Algorithm and implementation

Illustration of SodaPop’s core algorithm.

Data structures and complexity

The simulation algorithm is adapted from the Wright-Fisher model with selection. Generations are discrete time intervals in which all N parent cells within the population give birth to a certain number of daughter cells. The number of offspring k is drawn from a binomial distribution with N trials and mean w, which is the fitness of the parent cell over the sum of all cell fitnesses. The offspring go on to become the parents for the next generation.

Cell fitness is determined by the fitness function specified by the user. Among those are input-specific functions such as metabolic flux and cytotoxicity of misfolded proteins, which are dependent on protein stability (∆G). The distribution of fitness effects (DFE) can be input explicitly by the user in the form of a ∆∆G matrix or of deep mutational scanning (DMS) data. Fitness effects can also be drawn from a Gaussian distribution with a given mean and SD.

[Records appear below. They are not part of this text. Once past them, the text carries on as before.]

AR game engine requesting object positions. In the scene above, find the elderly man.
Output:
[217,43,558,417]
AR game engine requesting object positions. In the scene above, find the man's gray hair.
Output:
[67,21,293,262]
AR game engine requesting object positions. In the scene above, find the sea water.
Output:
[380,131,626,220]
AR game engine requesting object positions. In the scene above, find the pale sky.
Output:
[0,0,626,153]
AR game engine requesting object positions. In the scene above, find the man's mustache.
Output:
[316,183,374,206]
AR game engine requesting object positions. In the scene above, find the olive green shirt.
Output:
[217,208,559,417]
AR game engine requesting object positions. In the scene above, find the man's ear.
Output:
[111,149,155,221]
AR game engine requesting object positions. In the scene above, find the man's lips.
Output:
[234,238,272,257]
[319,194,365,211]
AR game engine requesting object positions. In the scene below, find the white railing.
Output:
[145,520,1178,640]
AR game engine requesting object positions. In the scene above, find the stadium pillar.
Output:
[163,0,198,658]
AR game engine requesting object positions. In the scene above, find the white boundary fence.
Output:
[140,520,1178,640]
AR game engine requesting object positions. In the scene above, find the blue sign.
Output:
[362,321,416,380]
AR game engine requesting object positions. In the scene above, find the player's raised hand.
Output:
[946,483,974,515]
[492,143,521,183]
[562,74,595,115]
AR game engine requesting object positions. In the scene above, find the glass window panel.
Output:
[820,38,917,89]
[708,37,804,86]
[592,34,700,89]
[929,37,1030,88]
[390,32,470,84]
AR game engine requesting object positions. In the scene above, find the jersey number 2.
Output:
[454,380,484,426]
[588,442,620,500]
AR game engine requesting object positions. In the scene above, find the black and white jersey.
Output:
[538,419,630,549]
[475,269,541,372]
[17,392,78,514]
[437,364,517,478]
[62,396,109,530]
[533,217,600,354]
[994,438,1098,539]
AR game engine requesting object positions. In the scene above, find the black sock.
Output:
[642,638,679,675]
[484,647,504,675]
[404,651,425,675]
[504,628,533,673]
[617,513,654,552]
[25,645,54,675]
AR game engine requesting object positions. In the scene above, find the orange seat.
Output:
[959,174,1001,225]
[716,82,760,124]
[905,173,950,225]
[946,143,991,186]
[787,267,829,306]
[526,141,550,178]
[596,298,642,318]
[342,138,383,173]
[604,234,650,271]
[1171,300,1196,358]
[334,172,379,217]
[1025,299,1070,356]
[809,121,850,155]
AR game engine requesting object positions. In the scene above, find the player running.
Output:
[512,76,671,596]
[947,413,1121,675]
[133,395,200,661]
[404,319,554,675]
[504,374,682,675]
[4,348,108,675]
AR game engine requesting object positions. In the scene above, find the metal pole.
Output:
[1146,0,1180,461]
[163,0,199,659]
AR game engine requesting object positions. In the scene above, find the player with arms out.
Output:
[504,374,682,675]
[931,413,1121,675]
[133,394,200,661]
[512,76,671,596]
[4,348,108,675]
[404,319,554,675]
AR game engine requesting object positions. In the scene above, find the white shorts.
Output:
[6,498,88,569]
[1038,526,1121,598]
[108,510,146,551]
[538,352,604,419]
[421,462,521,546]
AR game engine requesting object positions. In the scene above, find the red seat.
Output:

The population is implemented as a vector (std::vector container) of cells. This is because vectors store elements contiguously in physical memory, making elements accessible sequentially through iterators and pointer arithmetic, and providing spatial locality of reference. The most common operation is appending a cell at the end of the vector, which is done in amortized constant time. This is linear if we append k cells at once. Random iterator access is also done in constant time, making the random rescaling of the population an efficient operation. Vectors also confer efficient memory handling as memory can be reserved ahead of time, provided a good estimate of capacity is known. Because we have fixed size populations, this is a known variable, preventing costly vector doubling reallocations when the container is at full capacity. Cells also use vectors to implement genomes. In this implementation, the genomic structure is static. There are thus no operations other than iteration applied on cell vectors.

Whenever it is possible, we use safe C++ standard library operators such as std::shuffle and std::swap. The first operator is used when the new generation exceeds the intended size (as a result of binomial drawings). It performs a fast random shuffle of the population vector. This is followed by a standard resizing of the vector whose complexity is linear on the number of elements erased. The second operator is used to assign the new vector of cells to the population vector, overwriting the previous generation. Because cells are deep data structures with a lot of information, overwriting the population one by one would not only be inefficient, but potentially pose the risk of losing information by shallow copies. The swap operator uses move semantics to swap the two cell vectors efficiently.

The program reads and writes binary files because they are smaller in size. Since the memory overhead for I/O is significantly higher than that for type conversion, the computational cost incurred by converting types to binary is negligible. Moreover, while using binary over raw text might not be significant for small-scale simulations, it can trim down the size of snapshots in larger runs where each population can reach several hundred megabytes in size.

Pseudo-random number generation

We are working with the assumption that arising mutations are uniformly distributed along the genome, and a single simulation run can easily produce millions of mutations. Hence, we need a reliable pseudo-random number generator (PRNG) that lacks bias. Additionally, we want our PRNG to be relatively fast as it is being used heavily in the algorithm. Finally, the PRNG should be lightweight and compatible with C/C++. Following these criteria, we opted to use the PCG family of random generators by Melissa E. O’Neill, as a substitute to the widely used Mersenne Twister provided in C++11. The reason is that the latter has a large state space and is known to be uneven in its output, while PCG is compact, relatively fast and uniform in its output, which makes it a good candidate for simulation.